Kedua, sengketa dapat diajukan kepada Panitia Pengawas Lapangan (PPL) dan Panitia Pengawas Kecamatan (Panwascam). Ketentuan ini dapat dilihat pada Pasal 441 dan 446 ayat (2). Ketentuan ini dinilai berbahaya karena PPL dan Panwascam berada di pusaran sengketa itu sendiri, sehingga proses penyelesaian sengketa berpotensi tidak fair dan rawan intervensi dari para pihak yang bersengketa. Selain itu, PPL dan Panwascam bukan pihak yang didesain untuk menyelesaikan sengketa.

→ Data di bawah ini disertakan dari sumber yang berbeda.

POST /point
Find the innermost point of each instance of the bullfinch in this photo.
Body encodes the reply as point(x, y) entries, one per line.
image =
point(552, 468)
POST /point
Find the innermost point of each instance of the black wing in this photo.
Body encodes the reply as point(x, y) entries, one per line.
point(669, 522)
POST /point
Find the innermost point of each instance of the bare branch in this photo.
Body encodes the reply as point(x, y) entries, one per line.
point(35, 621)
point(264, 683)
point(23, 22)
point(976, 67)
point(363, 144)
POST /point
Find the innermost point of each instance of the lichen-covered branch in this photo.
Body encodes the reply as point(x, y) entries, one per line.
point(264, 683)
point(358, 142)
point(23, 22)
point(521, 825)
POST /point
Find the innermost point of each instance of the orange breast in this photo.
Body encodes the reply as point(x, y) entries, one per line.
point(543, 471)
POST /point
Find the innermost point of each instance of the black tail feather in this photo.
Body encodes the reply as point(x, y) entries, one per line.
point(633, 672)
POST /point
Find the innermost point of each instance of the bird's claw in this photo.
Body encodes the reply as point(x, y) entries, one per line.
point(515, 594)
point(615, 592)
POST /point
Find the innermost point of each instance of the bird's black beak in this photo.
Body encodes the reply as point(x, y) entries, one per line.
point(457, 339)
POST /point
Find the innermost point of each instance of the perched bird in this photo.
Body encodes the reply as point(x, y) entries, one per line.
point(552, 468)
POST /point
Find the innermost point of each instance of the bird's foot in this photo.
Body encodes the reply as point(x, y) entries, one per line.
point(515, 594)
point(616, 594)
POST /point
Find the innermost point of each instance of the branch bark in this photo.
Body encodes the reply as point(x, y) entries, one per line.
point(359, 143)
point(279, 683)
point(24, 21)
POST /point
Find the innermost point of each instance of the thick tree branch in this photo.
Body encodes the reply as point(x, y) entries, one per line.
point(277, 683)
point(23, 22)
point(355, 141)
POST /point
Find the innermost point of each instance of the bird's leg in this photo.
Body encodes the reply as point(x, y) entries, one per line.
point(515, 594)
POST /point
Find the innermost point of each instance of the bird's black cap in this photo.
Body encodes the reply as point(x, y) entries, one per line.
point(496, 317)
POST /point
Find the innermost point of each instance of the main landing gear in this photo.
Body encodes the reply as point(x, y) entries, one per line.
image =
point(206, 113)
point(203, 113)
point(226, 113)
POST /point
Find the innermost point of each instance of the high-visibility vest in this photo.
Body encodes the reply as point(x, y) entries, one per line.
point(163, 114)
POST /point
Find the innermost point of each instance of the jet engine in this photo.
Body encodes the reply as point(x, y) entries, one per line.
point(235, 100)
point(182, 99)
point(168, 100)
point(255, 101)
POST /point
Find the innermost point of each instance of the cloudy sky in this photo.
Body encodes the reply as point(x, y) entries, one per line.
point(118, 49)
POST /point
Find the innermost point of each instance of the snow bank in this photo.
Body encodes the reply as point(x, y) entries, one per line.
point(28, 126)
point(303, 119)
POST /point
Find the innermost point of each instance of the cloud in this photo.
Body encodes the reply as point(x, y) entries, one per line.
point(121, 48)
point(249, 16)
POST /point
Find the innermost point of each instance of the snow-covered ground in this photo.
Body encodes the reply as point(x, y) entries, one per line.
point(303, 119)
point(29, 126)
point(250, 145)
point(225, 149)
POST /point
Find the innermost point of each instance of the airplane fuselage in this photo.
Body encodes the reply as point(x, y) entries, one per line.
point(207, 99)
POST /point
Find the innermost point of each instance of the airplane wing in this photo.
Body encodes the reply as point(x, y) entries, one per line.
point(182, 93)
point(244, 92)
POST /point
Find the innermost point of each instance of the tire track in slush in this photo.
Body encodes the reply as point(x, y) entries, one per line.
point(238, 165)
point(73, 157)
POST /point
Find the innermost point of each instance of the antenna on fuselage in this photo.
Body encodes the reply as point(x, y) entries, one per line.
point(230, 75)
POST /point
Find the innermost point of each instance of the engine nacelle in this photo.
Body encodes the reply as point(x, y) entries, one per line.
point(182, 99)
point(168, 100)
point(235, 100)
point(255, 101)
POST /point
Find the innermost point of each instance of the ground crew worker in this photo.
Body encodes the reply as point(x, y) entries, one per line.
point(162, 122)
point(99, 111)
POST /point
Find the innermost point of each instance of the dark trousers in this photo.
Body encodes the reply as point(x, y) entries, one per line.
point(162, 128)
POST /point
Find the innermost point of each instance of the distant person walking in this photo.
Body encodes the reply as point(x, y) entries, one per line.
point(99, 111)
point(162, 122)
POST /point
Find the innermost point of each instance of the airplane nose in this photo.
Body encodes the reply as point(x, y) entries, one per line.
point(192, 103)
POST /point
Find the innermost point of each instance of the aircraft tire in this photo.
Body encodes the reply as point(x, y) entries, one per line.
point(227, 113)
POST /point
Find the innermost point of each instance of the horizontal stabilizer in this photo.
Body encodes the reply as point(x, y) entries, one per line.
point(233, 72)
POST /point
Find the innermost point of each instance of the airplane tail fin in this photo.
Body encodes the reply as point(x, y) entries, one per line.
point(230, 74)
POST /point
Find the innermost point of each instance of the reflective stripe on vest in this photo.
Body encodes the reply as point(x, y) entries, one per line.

“Ini bahaya, bisa menimbulkan persoalan baru. Mereka (PPL dan Panwascam) itu tidak disiapkan untuk menyelesaikan sengketa. Artinya mereka tidak punya kapasitas dan kemampuan untuk menyelesaikan sengketa. Kami khawatir mereka bukannya berhasil menyelesaikan sengketa, tapi justru menimbulkan kericuhan baru,” jelas Fadli.

Ketiga, pengaju sengketa tidak diwajibkan untuk menyampaikan alasan hukum terkait pengajuan sanksi. Ketentuan yang tertuang dalam Pasal 445 ayat (3) tersebut hanya mensyaratkan nama, alamat, dan keputusan Komisi Pemilihan Umum (KPU) yang dijadikan objek sengketa.

“Ini rancu. Padahal yang paling penting untuk mengajukan sengketa hukum adalah alasan hukum kenapa sengketa itu diajukan. Nanti bisa saja orang yang tidak puas dengan keputusan KPU, tanpa alasan yang jelas, mengajukan sengketa kepada pengawas,” kata Fadli.

Terakhir, mekanisme musyawarah mufakat dalam proses penyelesaian sengketa administrasi pemilu dilegalkan sebagaimana tertuang di Pasal 446 ayat (5). Menurut Fadli, pengaturan ini tidak perlu dimasukkan.

“Yang namanya orang bersengketa, tidak mungkin lagi ada musyawarah mufakat, karena mereka merasa dirugikan. Jadi jalankan saja proses penyelesaian sengketanya.”